Crude oil is natural recourse. It may not be available in future. It’s nature’s gift. “We live in an environment, if we take certain action; the environment is going to turn against us.”

Indian Oil Corporation (IOC) has decided to increase its product prices. People said, “Government of India is very rude towards fuel prices. He is not able to control fuel prices. Oil companies are making huge profits.” But actually that’s not true.

Is it mandatory to increase fuel prices?

Yes, it is mandatory to increase fuel prices by oil companies. Indian Oil Corporation is losing Rs. 196 core per day on selling diesel, domestic LPG and kerosene at government controlled rates. “We are losing Rs. 18.11 per litre on diesel, Rs. 28.33 a litre on kerosene and Rs. 315.86 per 14.2-kg domestic LPG cylinder,” head of IOC said in an interview. While retail price of petrol is benchmarked at $98 per barrel of international rates, the same for diesel is at $72-73. India buys crude oil an averages $120 per barrel currently.

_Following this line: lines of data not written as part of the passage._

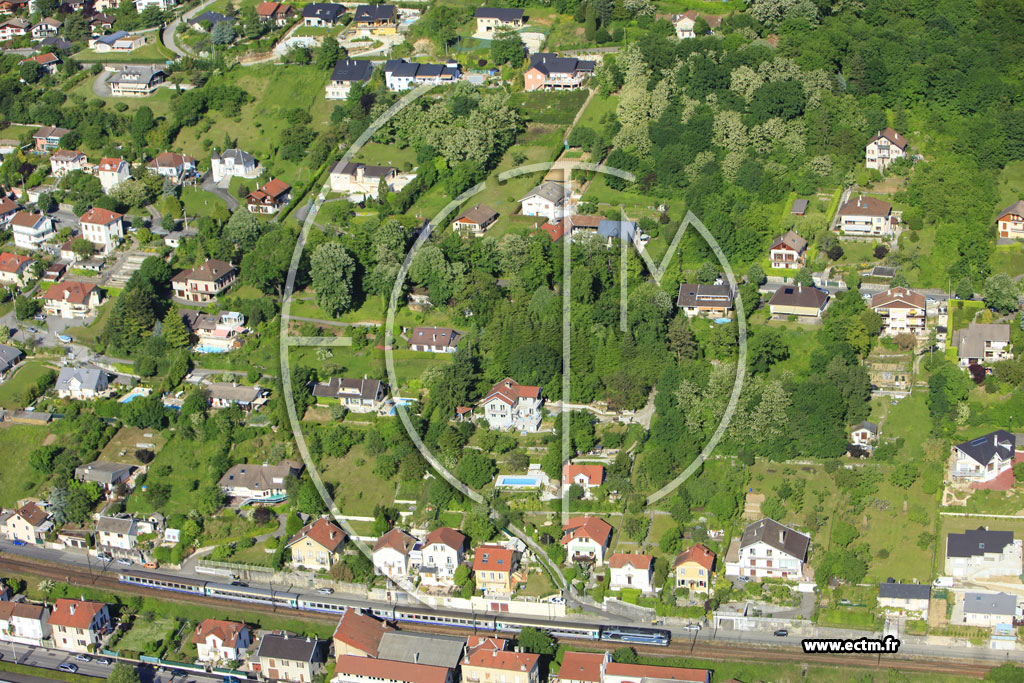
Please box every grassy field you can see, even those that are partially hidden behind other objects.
[0,360,52,411]
[0,425,49,508]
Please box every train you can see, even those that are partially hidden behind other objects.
[118,569,672,646]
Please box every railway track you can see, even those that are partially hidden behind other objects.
[0,555,993,679]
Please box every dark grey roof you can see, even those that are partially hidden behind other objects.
[879,582,932,600]
[302,2,345,24]
[256,633,327,661]
[956,429,1017,466]
[946,526,1014,557]
[473,7,522,22]
[331,59,374,83]
[964,593,1017,616]
[739,517,811,561]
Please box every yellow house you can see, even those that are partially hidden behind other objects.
[672,543,715,594]
[288,517,347,571]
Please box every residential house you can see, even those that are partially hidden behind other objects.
[75,460,134,498]
[864,128,906,171]
[964,592,1017,629]
[333,607,391,657]
[302,2,345,28]
[522,52,596,92]
[256,2,295,27]
[409,328,462,353]
[950,429,1017,483]
[331,654,455,683]
[246,178,292,214]
[249,633,328,683]
[452,204,498,238]
[768,285,829,321]
[31,126,71,152]
[672,543,715,595]
[839,195,898,238]
[78,207,125,256]
[181,310,246,353]
[0,344,25,380]
[879,579,932,620]
[473,545,519,596]
[43,280,103,318]
[676,283,736,318]
[217,460,302,503]
[945,526,1021,579]
[871,287,928,337]
[0,503,53,546]
[352,5,398,36]
[50,598,112,652]
[562,516,611,566]
[330,162,398,201]
[672,9,722,40]
[53,367,111,400]
[327,59,374,99]
[995,200,1024,240]
[473,7,523,38]
[384,59,462,92]
[0,602,52,647]
[0,252,36,287]
[206,382,267,413]
[480,377,544,432]
[373,527,418,579]
[952,323,1014,368]
[462,649,541,683]
[738,518,811,580]
[210,150,263,182]
[106,65,164,96]
[608,553,654,593]
[96,157,131,193]
[287,517,348,571]
[89,31,145,54]
[768,230,807,270]
[312,377,388,413]
[519,180,572,222]
[193,618,252,665]
[145,152,196,183]
[18,52,60,76]
[420,526,466,587]
[171,258,239,303]
[562,463,604,498]
[9,211,56,249]
[96,515,138,551]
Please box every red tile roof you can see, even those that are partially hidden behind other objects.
[334,608,391,657]
[334,654,451,683]
[672,543,715,571]
[50,598,106,629]
[608,553,654,569]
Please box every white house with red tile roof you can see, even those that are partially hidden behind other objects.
[193,618,252,664]
[562,463,604,498]
[608,553,654,593]
[420,526,466,586]
[373,528,419,579]
[562,516,611,565]
[0,252,35,287]
[864,128,906,171]
[78,207,125,256]
[96,157,131,194]
[50,598,111,652]
[480,377,544,432]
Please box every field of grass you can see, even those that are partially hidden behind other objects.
[0,360,51,411]
[0,425,49,508]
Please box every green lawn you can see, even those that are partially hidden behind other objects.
[0,423,49,508]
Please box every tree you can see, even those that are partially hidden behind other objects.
[982,272,1020,314]
[309,242,355,316]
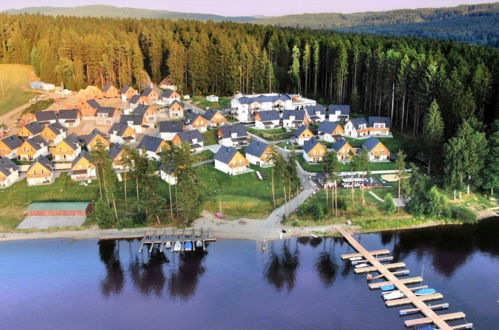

Now if we are saying that oil companies have huge profit margins then revise these figures, lose of Rs196 core everyday on selling diesel below its imported cost, Rs53 core on kerosene and Rs48 core on domestic LPG. Now I think that you can understand how it seems while making annual report.

Along with IOC, Hindustan Petroleum and Bharat Petroleum are losing Rs1, 77,562 cores in revenues on selling diesel. The situation in the current 2011-12 fiscal will be worse. In the 2010-11 fiscal, the three firms lost Rs78, 202 cores, but the government has provided only Rs20, 911 cores in compensation.

Dark clouds of under recovery are still likely to be set high for Indian Oil Corporation. They were estimated about Rs. 44,000 core in the first quarter. According to Centrum Research, total recover for 2011-12 would be about Rs. 97,000 core. That is higher than Rs. 78,000 core in 2011-10. Though, Government left with single option. Increase fuel prices to reduce overall under recovery.

Behind this incremental of fuel prices demand is equally responsible. IEA’s (International Energy Agency’s) recently forecasts estimate global crude oil demand to increase by 1.2 million bpd (barrel per day) in 2011-12 and 1.6 million bpd in 2012-13.

As we seen demand numbers I seems that the more we full our vehicle tanks the more demand will increase. Demand will increase and IOC will import more barrels of crude oil per day. And may be debt increases for Indian oil companies. And to meet that debt government will increase fuel prices.

If possible avoid extra expenses on your vehicle in terms of fuel.  Use public transport. Share your vehicle for mutual destination. By these small-small changes we could avoid high fuel prices in future.

Use renewable recourses. Save planet Earth.


  1. Really nice favor for oil companies..
    But reality is petrol price is too high, may be it's due to crude price high or government policy.
    When we compare petrol price with other country's, we find the answer of this.
    People are always think about the result not reasons.So here government become a Villon for the people.

  2. Yes Anand you are absolutely right.
    But demand varies from country to country, India's demand couldn't match with U.S or South East countries.
    And the crude oil which government imports has to go through certain refining processes. And then it is available for our vehicles. So for this finished product (petrol) government has to pay expenses like, shipping cost, import cost, currency rates, interests etc.

  3. "Worst case" Indian oil companies may run out of cash.